Some have argued that Apple's claim is misleading and that a display needs to have at 477 DPI to truly have eye-limiting resolution. So, when new 5" 1080p flat panel displays - such as those from Sharp - came with 433 DPI, that should have been nearly enough, right?

Now, we are hearing about 538 DPI flat-panel screens, 2560x1440 resolution, that are coming out in smartphone or small tablet form factor. Where are all these people that can tell apart 443 DPI but can't tell apart 538 DPI? Other than the "my display has more pixels than your display" claim, is there really a tangible benefit for phones to have higher and higher DPI?

If you make goggles that use smartphone displays, you love these higher display resolutions. Goggles magnify displays so when a 1080p display gets magnified to - for the sake of examples - 90 degrees wide, the pixel density is 1920/90=21.3 pixels/degree, so still far from eye-limiting. a 2560x1440 display magnified the same way will produce 28.4 pixels/degree, providing a tangible improvement. To get to eye-limiting resolution at 90 degrees, you'd need a screen that is physically small enough to be worn on the head yet has 5400 pixels across. Good luck finding the GPU that can drive interactive content for that display!

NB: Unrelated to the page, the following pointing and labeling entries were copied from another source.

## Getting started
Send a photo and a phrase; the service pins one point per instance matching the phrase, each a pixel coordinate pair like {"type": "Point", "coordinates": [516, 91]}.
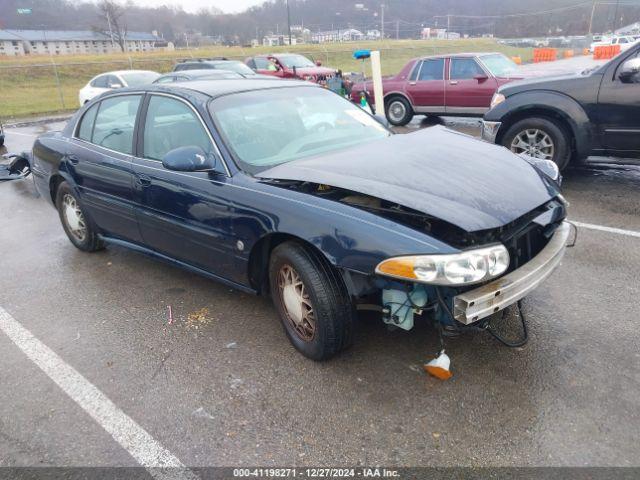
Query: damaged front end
{"type": "Point", "coordinates": [494, 268]}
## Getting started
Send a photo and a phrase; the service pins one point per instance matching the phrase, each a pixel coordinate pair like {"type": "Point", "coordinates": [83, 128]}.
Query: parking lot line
{"type": "Point", "coordinates": [602, 228]}
{"type": "Point", "coordinates": [148, 452]}
{"type": "Point", "coordinates": [11, 132]}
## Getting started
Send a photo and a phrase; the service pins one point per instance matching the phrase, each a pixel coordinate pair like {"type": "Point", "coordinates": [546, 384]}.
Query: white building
{"type": "Point", "coordinates": [373, 35]}
{"type": "Point", "coordinates": [66, 42]}
{"type": "Point", "coordinates": [347, 35]}
{"type": "Point", "coordinates": [278, 40]}
{"type": "Point", "coordinates": [439, 33]}
{"type": "Point", "coordinates": [633, 29]}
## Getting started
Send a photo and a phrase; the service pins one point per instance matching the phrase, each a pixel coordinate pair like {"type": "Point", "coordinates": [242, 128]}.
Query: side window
{"type": "Point", "coordinates": [262, 63]}
{"type": "Point", "coordinates": [86, 124]}
{"type": "Point", "coordinates": [167, 79]}
{"type": "Point", "coordinates": [415, 71]}
{"type": "Point", "coordinates": [113, 80]}
{"type": "Point", "coordinates": [464, 69]}
{"type": "Point", "coordinates": [100, 82]}
{"type": "Point", "coordinates": [115, 121]}
{"type": "Point", "coordinates": [432, 69]}
{"type": "Point", "coordinates": [171, 124]}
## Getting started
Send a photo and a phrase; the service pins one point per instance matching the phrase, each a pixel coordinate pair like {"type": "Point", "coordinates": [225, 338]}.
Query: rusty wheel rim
{"type": "Point", "coordinates": [296, 303]}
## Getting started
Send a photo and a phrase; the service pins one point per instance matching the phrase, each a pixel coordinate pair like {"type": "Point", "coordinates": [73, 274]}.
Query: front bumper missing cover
{"type": "Point", "coordinates": [471, 306]}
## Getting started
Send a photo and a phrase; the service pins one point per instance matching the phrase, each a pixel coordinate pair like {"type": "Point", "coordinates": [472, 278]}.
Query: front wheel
{"type": "Point", "coordinates": [399, 111]}
{"type": "Point", "coordinates": [539, 138]}
{"type": "Point", "coordinates": [74, 220]}
{"type": "Point", "coordinates": [312, 301]}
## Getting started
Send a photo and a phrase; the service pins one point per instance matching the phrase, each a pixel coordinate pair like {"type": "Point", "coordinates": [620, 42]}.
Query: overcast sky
{"type": "Point", "coordinates": [227, 6]}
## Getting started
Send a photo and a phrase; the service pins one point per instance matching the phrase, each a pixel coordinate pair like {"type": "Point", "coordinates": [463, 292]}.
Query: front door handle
{"type": "Point", "coordinates": [143, 181]}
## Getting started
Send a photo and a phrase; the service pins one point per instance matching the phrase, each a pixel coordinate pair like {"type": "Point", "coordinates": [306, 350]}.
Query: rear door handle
{"type": "Point", "coordinates": [143, 181]}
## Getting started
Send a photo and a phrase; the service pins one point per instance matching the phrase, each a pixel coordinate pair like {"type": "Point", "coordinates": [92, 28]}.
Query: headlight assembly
{"type": "Point", "coordinates": [548, 167]}
{"type": "Point", "coordinates": [497, 99]}
{"type": "Point", "coordinates": [464, 268]}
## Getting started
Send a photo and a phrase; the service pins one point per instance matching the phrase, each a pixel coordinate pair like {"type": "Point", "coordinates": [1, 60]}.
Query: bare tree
{"type": "Point", "coordinates": [113, 22]}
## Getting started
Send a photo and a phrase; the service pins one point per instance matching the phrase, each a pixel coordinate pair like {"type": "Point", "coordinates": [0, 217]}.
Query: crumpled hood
{"type": "Point", "coordinates": [448, 175]}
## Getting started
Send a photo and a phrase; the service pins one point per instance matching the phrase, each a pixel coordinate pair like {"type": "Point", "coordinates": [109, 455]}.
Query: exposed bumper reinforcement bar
{"type": "Point", "coordinates": [471, 306]}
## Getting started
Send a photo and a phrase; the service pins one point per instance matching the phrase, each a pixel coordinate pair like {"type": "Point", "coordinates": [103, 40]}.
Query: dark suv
{"type": "Point", "coordinates": [569, 118]}
{"type": "Point", "coordinates": [220, 63]}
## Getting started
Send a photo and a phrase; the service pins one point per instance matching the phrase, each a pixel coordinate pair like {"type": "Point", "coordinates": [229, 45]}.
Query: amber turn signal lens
{"type": "Point", "coordinates": [398, 267]}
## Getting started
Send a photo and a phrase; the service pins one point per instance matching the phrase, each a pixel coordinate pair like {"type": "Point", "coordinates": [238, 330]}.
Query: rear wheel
{"type": "Point", "coordinates": [540, 138]}
{"type": "Point", "coordinates": [75, 222]}
{"type": "Point", "coordinates": [313, 304]}
{"type": "Point", "coordinates": [399, 111]}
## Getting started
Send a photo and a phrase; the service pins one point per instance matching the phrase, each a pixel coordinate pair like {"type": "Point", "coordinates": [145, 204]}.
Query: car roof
{"type": "Point", "coordinates": [281, 54]}
{"type": "Point", "coordinates": [225, 87]}
{"type": "Point", "coordinates": [121, 72]}
{"type": "Point", "coordinates": [202, 73]}
{"type": "Point", "coordinates": [463, 55]}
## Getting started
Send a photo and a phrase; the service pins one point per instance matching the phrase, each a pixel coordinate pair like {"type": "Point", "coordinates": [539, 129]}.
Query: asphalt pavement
{"type": "Point", "coordinates": [222, 386]}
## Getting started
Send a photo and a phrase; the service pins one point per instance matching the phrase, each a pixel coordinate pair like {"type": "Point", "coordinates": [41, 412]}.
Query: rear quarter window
{"type": "Point", "coordinates": [85, 130]}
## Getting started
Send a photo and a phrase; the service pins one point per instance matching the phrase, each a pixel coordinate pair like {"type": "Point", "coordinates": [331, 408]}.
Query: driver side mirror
{"type": "Point", "coordinates": [188, 159]}
{"type": "Point", "coordinates": [628, 70]}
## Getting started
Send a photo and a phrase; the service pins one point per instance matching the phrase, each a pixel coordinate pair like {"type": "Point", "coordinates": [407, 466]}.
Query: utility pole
{"type": "Point", "coordinates": [593, 11]}
{"type": "Point", "coordinates": [289, 22]}
{"type": "Point", "coordinates": [615, 17]}
{"type": "Point", "coordinates": [110, 30]}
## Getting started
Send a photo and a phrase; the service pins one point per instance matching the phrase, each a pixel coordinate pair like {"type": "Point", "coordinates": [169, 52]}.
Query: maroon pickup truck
{"type": "Point", "coordinates": [460, 84]}
{"type": "Point", "coordinates": [290, 65]}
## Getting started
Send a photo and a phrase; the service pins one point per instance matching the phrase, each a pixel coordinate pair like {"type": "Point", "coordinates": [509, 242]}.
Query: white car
{"type": "Point", "coordinates": [625, 42]}
{"type": "Point", "coordinates": [112, 80]}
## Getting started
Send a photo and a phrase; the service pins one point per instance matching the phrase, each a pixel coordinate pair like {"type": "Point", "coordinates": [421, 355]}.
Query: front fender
{"type": "Point", "coordinates": [539, 102]}
{"type": "Point", "coordinates": [349, 238]}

Several years ago, my company developed the xSight HMD which used a unique optical tiling system to combine multiple 800x600 OLED displays into one large virtual display that had about 1920x1080 pixels. Today, similar performance can be achieved without tiling.

Thus, as long as goggle makers can ride the smartphone wave, they can get better and better resolutions, but since even 2560x1440 sounds like somewhat of an overkill, what's next? Will the next-generation goggles continue to use flat panel displays or will they gravitate towards other technologies?

It should be a fascinating 2014. Happy New Year!